Otago University Professor of public health Michael Baker said New Zealand should switch to a risk-based system.
People travelling from countries that had eliminated the virus, such as the Pacific, might not need a lengthy quarantine, Baker said.
Travellers from high risk areas, such as the UK or US, might need further measures before their 14-day stay in managed isolation in New Zealand.
"We need an additional step before those travellers get on flights to New Zealand," Baker said.
"It might be a brief period in home quarantine and the need to have a negative test - just some steps to reduce the proportion of these people who are infected."
The New Zealand Initiative think tank is calling on the government to ensure spaces in managed isolation are available for skilled workers.
Until last month, there were usually 1300 vacancies a day, but vouchers for inbound travellers to stay in managed isolation are now sold out until January.
New Zealand Initiative chairperson Roger Partridge said this was wasting opportunities, because businesses were desperate to bring in skilled workers.
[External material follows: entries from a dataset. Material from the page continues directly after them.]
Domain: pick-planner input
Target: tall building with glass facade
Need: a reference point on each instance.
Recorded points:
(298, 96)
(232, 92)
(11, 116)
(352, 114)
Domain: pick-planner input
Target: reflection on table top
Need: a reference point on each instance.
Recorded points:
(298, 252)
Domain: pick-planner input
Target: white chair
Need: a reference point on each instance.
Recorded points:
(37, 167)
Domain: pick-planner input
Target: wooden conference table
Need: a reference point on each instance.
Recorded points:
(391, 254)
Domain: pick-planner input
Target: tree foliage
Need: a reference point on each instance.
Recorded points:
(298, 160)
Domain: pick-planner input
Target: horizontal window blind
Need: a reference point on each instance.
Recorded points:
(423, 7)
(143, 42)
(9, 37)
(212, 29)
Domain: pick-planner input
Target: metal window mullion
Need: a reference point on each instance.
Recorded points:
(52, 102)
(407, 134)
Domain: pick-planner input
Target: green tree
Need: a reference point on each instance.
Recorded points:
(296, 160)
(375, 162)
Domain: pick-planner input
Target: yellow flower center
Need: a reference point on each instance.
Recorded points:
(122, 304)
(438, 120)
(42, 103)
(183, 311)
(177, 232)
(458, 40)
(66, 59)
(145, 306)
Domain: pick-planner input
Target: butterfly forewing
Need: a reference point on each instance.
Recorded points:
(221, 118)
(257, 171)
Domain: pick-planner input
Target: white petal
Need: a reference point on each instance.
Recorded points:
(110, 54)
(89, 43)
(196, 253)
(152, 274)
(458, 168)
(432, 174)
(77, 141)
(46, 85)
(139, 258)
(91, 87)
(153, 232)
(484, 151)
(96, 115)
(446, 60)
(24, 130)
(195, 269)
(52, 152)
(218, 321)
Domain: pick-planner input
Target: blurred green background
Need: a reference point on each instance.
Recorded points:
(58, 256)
Since June, more than half the 1600 requests for border exemptions under the worker category had been declined, he said.
"The managed isolation and quarantine facilities have been operating at significantly below capacity over the last couple of months," Partridge said.
"There's been more than enough capacity for MB to let through all the critical workers that firms have applied to bring into the country."
The government needed to set aside spaces for key workers, he said.
Instead of officials evaluating the importance of applications, businesses should be able to bid in an auction system, Partridge said.